The Opera House Is Another Theatre - Andreas Praefcke
Opera may be regarded as ‘high-art’ or ‘heavy’, but it embraces themes worthy of as many ‘low-life’ settings, criminals and psychotics as ‘lighter’ work.

Interpreting ‘opera’ quite generously, it’s possible to look at musical treatments of stories, novels, people and events, myths and legends and conclude that many of them really are the most far-fetched themes imaginable. It clearly doesn’t matter, though.

In early 2011, Britain’s Covent Garden opened a new work, Anna Nicole, about the life of a breast-enhanced Playboy centerfold and television personality who in 1994, aged 27, married 89 year-old oil billionaire, J Howard Marshall II. She died in 2007 of prescription drugs, leaving behind court cases from his family.
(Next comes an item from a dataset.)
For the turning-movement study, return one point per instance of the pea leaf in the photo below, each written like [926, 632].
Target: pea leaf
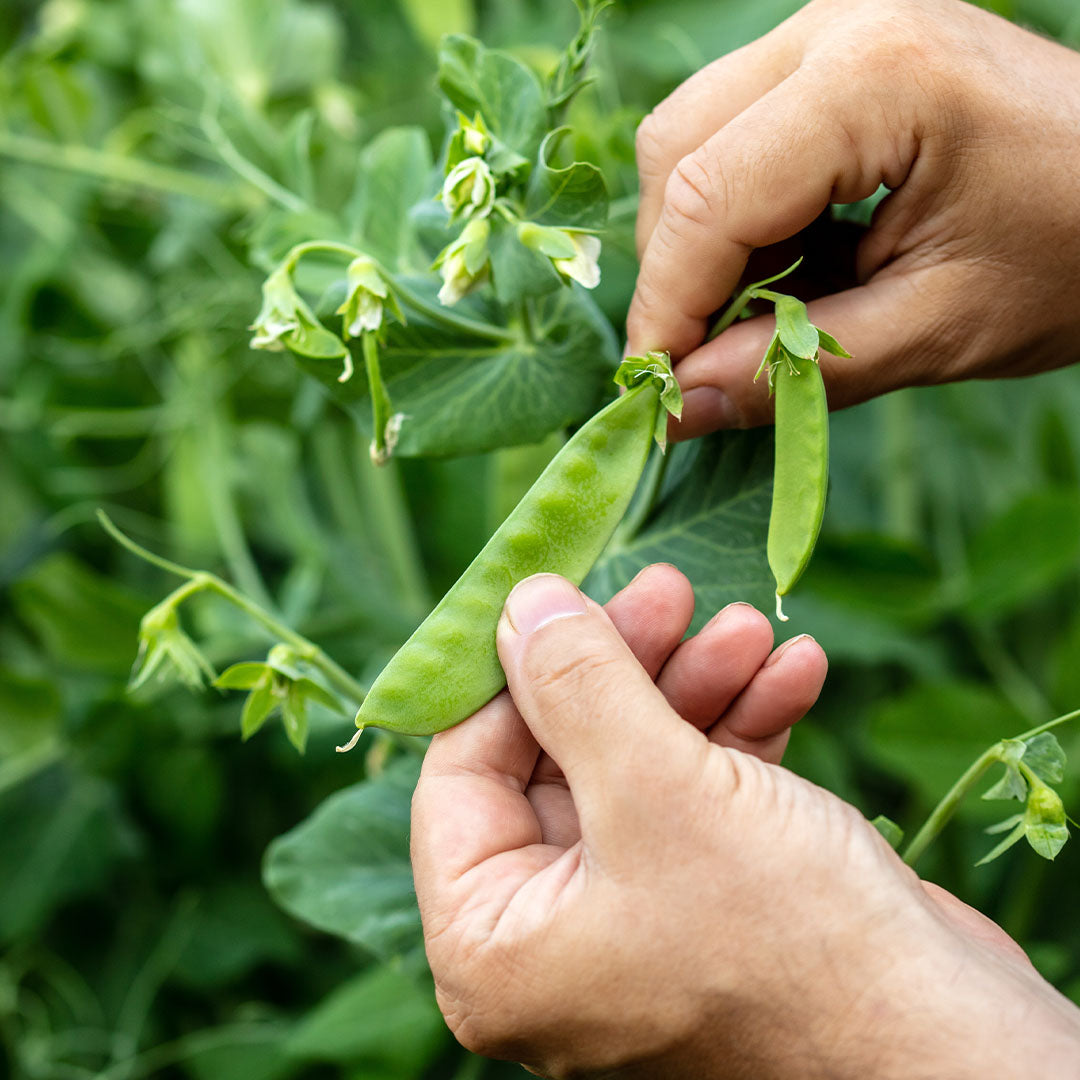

As Rupert Christiansen, The Daily Telegraph’s opera critic said in January 2011: ‘opera is in reality no stranger to the stuff of tabloid journalism’. He pointed out that Thaiis is a high-class hooker, Tosca murders the cop who tries to rape her, Salome is a ‘psychotic teenager’ who ‘makes love to a severed head’ while Lulu is a ‘whore who ends a victim of Jack the Ripper’.

Early Works

History World argued that opera stemmed from the 1500s onwards, when Roman plays were performed and needed some interludes of more musical, lighter entertainment to liven things up for audiences. These were gradually given lavish sets, costumes and supported with much singing and dancing. Humour inevitably crept in to many, some based on the old Italian commedia dell’Arte traditions. Thus comic became as popular as tragic operas.
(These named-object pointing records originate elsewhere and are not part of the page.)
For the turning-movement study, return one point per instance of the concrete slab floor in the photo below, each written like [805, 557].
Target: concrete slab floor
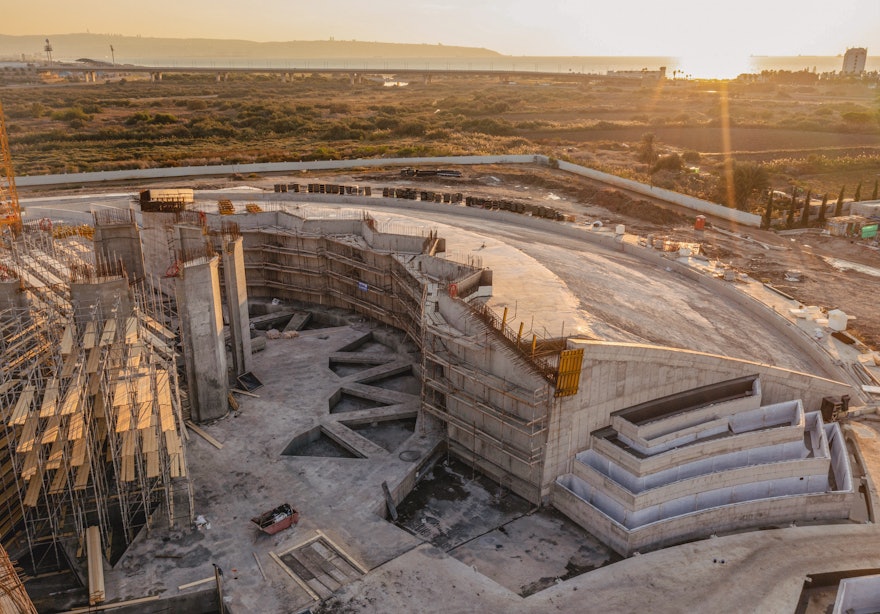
[249, 475]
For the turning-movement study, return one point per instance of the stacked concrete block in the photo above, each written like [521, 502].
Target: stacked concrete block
[706, 460]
It’s supposed that The Beggar’s Opera (1728) by John Gay was the first English musical, being a loosely-knit story bound with contemporary ‘ditties, tunes and airs’ which would have been familiar to the audience, supporting narrative, buttressing entertainment. This theme was picked up two centuries later by Bertolt Brecht in his Threepenny Opera, in which he took the same criminal characters and set their tale to songs and music by Kurt Weill.
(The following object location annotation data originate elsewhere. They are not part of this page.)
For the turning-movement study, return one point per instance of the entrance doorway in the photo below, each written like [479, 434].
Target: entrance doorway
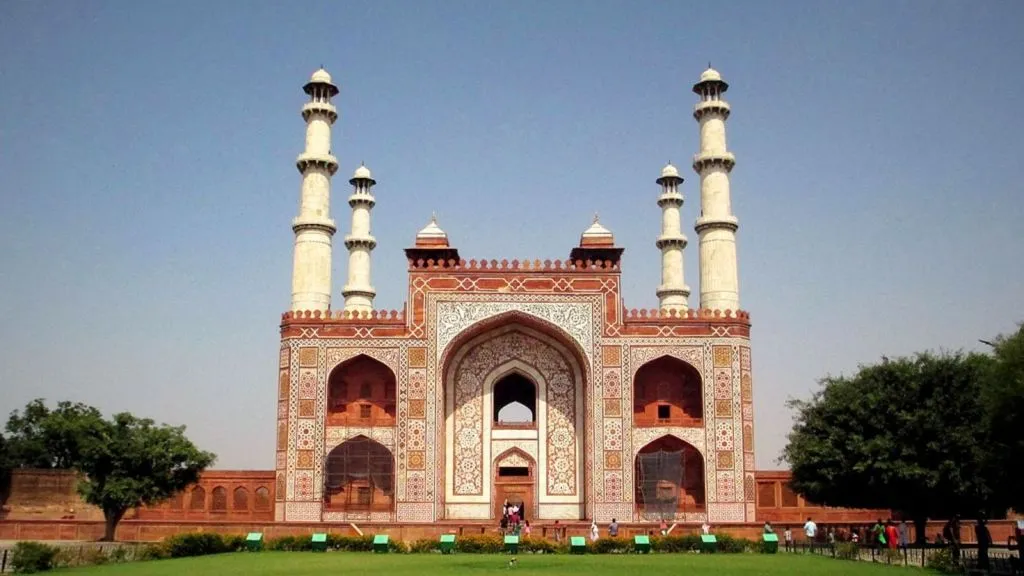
[515, 484]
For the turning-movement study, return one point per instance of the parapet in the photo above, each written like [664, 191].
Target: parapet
[567, 265]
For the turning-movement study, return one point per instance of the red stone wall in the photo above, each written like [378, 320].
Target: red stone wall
[779, 504]
[50, 495]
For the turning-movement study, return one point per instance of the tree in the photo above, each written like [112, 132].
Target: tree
[40, 438]
[135, 462]
[1004, 400]
[905, 435]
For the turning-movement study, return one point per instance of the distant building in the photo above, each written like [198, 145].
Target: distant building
[521, 381]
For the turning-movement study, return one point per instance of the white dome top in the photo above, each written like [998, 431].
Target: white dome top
[321, 76]
[596, 230]
[432, 230]
[363, 172]
[711, 75]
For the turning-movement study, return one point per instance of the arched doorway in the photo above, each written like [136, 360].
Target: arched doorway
[515, 402]
[542, 365]
[667, 392]
[359, 477]
[669, 479]
[515, 484]
[361, 393]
Wagner’s ‘Ring’ cycle of four operas,or ‘dramas’ as he called them, was based firmly on Teutonic and Norse mythology to create what can only be styled ‘epic’ or ‘monumental’ works with what many regard as operatic sweep of theme, character, and, of course, music. To play the full set takes around 15 hours, usually spread over four evenings.

Beethoven’s Fidelio was set in and around a Spanish state prison; Handel’s Admeto was about marriage hopes, fidelity, disguises and suicides, very similar to the plot of his Alcena. and his Guilio Cesare which added in revenge, and again in Xerxes and Rinaldo. The point is that while the settings in antiquity may change from Egypt to Rome to Jerusalem, the plots are similar, not necessarily strong on dramatic credibility.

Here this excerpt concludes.